Les Juifs répondirent alors que leur Rabbin avait pour coutume d’accompagner le long Vidouï - confession du Al ‘Hêth - d’une joyeuse mélodie.
Le Baal Chem Tov demanda de rencontrer cet homme pour lui demander la raison de cette étonnante coutume.
« N’est-ce pas plutôt un passage triste que celui d’énoncer devant D.ieu nos iniquités ! » s’étonna le Tsadik auprès du Rabbin.
« Permettez-moi de vous répondre par une parabole. » répondit le Rav. « Supposons que le plus bas des sujets du roi - dont la mission est de nettoyer les gouttières du palais - ait beaucoup d’estime pour son souverain, ne chanterait-il pas tout au long de son travail pour exprimer la joie et sa fierté d’avoir le privilège de le servir même dans des actes les plus simples. »
Le Baal Chem Tov dit alors au Rav : « Si c’est bien cela que vous avez à l’esprit pendant votre prière, permettez-moi d’être des vôtres pendant ces jours si particuliers. »
L’Autre, la Clé du Service de D.ieu : Une année, dans l’après-midi de Kippour, Rabbi Chnéor Zalman interrompit sa prière et quitta la synagogue, laissant derrière lui des fidèles stupéfiés de le voir partir.
Le Rabbi se dirigea vers la forêt. Là, il ramassa du bois sec et il le porta dans une masure qui était aux portes de la ville. Il frappa à la porte et il entra.
Une fois à l’intérieur, le Rabbi alluma un feu et l’alimenta avec les branches qu’il avait apportées. Puis, il prépara une soupe et la servit, cuillère après cuillère, à une femme qui venait d’accoucher. C’est seulement après que le Tsadik rejoignit sa communauté pour la fin de l’office.
VIVRE AVEC MACHIA’H “Car ce jour vous apportera l’expiation, afin que vous soyez purifiés ; vous serez purifiés de tous vos péchés devant D.ieu” [Lévitique 16-30] Rabbi Azria nous enseigna : Dans les temps futurs [messianiques], tous les anges qui représentent les nations devant D.ieu seront des procureurs et des accusateurs contre le peuple Juif. Ils diront : “ Maître de l’univers, les nations ont servi les idoles et Israël aussi a commis le péché d’idolâtrie ...

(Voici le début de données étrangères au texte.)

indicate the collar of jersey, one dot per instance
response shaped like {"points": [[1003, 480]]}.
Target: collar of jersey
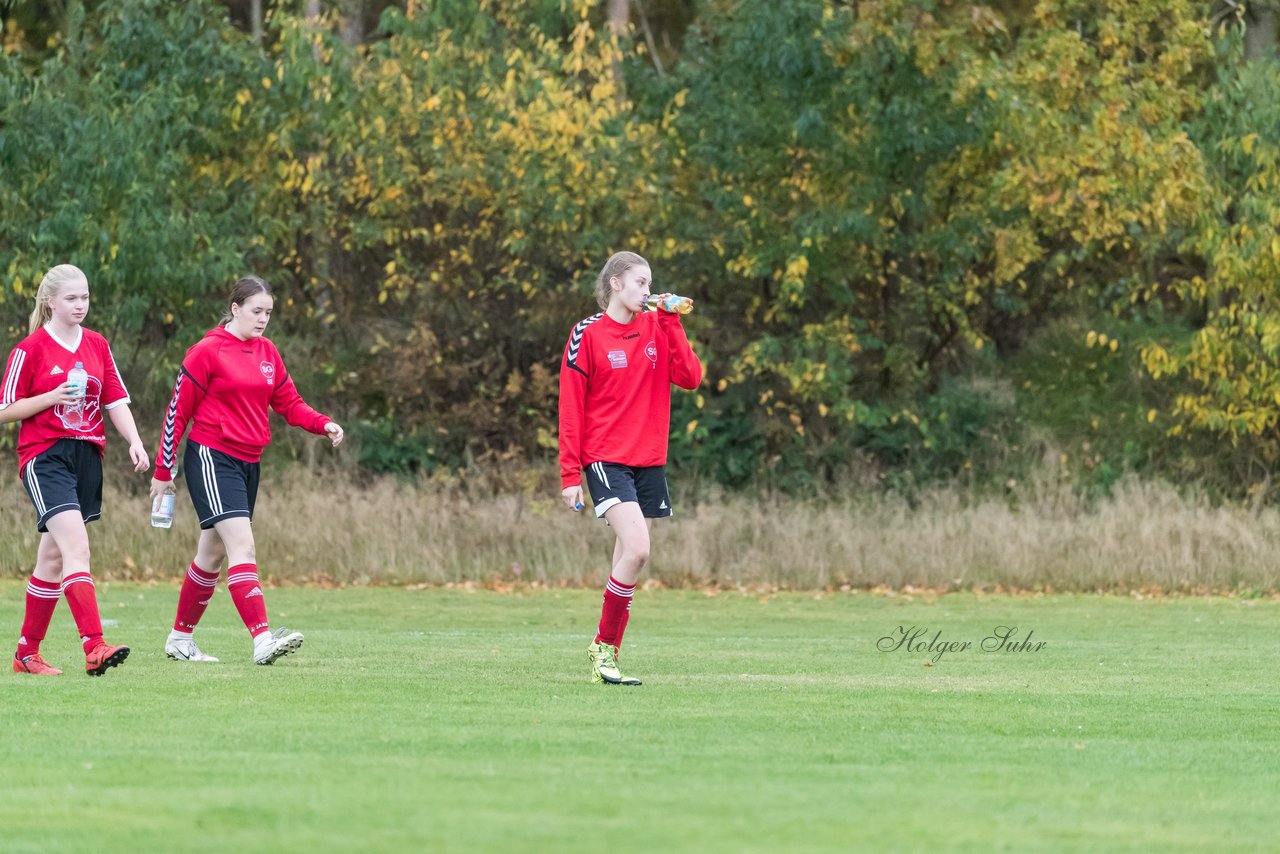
{"points": [[68, 347]]}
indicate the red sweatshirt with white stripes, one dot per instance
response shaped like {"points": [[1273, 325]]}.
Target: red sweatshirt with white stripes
{"points": [[40, 364], [225, 389], [615, 397]]}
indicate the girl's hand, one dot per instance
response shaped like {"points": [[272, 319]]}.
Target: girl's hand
{"points": [[63, 396], [138, 453], [572, 497], [334, 432]]}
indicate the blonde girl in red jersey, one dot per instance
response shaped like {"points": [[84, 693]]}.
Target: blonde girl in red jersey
{"points": [[60, 443], [615, 418], [228, 383]]}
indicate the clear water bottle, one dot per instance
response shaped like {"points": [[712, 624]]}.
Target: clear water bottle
{"points": [[671, 304], [78, 377], [161, 510]]}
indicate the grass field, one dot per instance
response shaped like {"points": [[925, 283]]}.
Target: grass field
{"points": [[447, 720]]}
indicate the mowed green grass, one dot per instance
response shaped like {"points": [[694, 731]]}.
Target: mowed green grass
{"points": [[455, 721]]}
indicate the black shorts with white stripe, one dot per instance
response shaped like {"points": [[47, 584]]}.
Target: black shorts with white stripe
{"points": [[220, 485], [613, 483], [65, 476]]}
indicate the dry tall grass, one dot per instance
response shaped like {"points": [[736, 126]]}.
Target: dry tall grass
{"points": [[320, 528]]}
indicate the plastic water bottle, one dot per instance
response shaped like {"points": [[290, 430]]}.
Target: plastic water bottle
{"points": [[161, 510], [672, 304], [78, 377]]}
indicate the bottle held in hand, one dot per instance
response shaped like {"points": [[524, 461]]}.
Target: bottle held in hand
{"points": [[671, 304], [78, 377], [161, 510]]}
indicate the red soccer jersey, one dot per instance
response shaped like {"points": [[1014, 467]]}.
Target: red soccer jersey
{"points": [[40, 364], [615, 400], [225, 389]]}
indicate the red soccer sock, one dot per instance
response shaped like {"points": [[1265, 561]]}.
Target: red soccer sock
{"points": [[622, 622], [41, 599], [613, 611], [82, 598], [246, 592], [197, 589]]}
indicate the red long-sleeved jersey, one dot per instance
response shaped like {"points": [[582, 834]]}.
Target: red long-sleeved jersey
{"points": [[40, 364], [224, 389], [615, 397]]}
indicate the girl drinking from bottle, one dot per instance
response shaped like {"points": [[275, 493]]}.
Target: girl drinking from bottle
{"points": [[615, 415], [59, 380], [228, 383]]}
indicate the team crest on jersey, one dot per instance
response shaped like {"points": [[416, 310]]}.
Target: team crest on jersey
{"points": [[85, 415]]}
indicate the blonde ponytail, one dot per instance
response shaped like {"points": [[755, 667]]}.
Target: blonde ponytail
{"points": [[617, 264], [49, 288]]}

Il pécha de la même manière que les autres peuples. Pourquoi le favorises-Tu ?” Alors, D.ieu prendra la défense du peuple d’Israël : “Israël est comparé à un petit enfant ainsi qu’il est écrit [Cantiques des Cantiques 8:8] : ” Nous avons une petite sœur.” Quand un enfant faute, il est d’usage de rester tolérant car il est encore jeune. C’est le cas pour Israël qui se salit par des mauvaises actions pendant l’année, mais lorsque Kippour arrive, il est pardonné. Comme il est dit : Car ce jour vous apportera l’expiation ”.